For the test set different files are written because the detokenized version of the target file is required for calculating scores.

test.src.txt
test.trg.detok.txt

It is the seed that is used to allocate the specified number of verses or lines to each of the Validation and Test set files. The remainder will be placed in the Training set. For Scripture files the verse references used for each set are stored in these files:

train.vref.txt
val.vref.txt
test.vref.txt

This facilitates the testing of the same selection of verses in different experiments producing test results that are not affected by the random selection of test verses. In that way we can be sure that differences in test results not due to the differences in the choice of verses for the test set.

The Effective Config file.

The effective config file is created as soon as the training begins. A good way to learn about all the default parameters is to compare a simple config file like this one to the effective config that it creates. Although there may be more than 100 parameters in the effective config file they all have default values. Typically we've found very few areas where we can get better results by changing a default value. They have been the subject of many experiments and are chosen by the OpenNMT project according to the results of the latest research.

Helpful Paramaters for Development

The following are some parameters that can be useful to change when running experiments for the purpose of testing during development.
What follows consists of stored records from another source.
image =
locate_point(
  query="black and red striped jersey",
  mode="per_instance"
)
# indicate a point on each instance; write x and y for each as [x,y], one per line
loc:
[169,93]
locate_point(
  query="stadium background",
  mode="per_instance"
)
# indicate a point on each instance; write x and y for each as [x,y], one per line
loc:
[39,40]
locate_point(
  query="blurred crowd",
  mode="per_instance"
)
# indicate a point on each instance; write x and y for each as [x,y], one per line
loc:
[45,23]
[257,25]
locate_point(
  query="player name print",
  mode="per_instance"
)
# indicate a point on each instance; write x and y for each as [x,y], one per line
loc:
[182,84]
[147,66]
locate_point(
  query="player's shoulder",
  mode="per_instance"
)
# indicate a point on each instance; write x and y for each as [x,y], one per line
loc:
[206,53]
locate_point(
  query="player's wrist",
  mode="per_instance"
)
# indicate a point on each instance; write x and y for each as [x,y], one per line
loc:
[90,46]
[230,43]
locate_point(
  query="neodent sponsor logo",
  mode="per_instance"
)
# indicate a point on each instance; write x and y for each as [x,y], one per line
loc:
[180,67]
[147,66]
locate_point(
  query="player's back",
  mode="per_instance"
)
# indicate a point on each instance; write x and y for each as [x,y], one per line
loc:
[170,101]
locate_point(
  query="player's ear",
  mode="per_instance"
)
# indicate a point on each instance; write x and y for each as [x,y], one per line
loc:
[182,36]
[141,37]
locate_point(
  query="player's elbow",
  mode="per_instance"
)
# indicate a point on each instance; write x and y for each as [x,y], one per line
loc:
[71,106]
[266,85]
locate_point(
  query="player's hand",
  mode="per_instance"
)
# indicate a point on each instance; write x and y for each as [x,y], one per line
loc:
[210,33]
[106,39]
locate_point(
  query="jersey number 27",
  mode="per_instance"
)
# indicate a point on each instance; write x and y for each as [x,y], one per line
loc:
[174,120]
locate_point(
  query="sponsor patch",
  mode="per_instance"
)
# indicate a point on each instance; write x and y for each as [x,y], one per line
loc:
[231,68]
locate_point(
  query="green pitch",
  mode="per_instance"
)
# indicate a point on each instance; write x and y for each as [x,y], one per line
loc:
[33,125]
This is mostly to reduce training time while still making sure each part of the process is run.

eval: 
  eval_steps
  per_device_eval_batch_size
infer: 
  infer_batch_size
params:
  warmup_steps
train:
  max_steps
  num_train_epochs
  per_device_train_batch_size
  save_steps
  • save_steps determines how often a model checkpoint is saved during training. For example, if you wanted to quickly get a model to inference with, you could set both max_steps and save_steps to 100.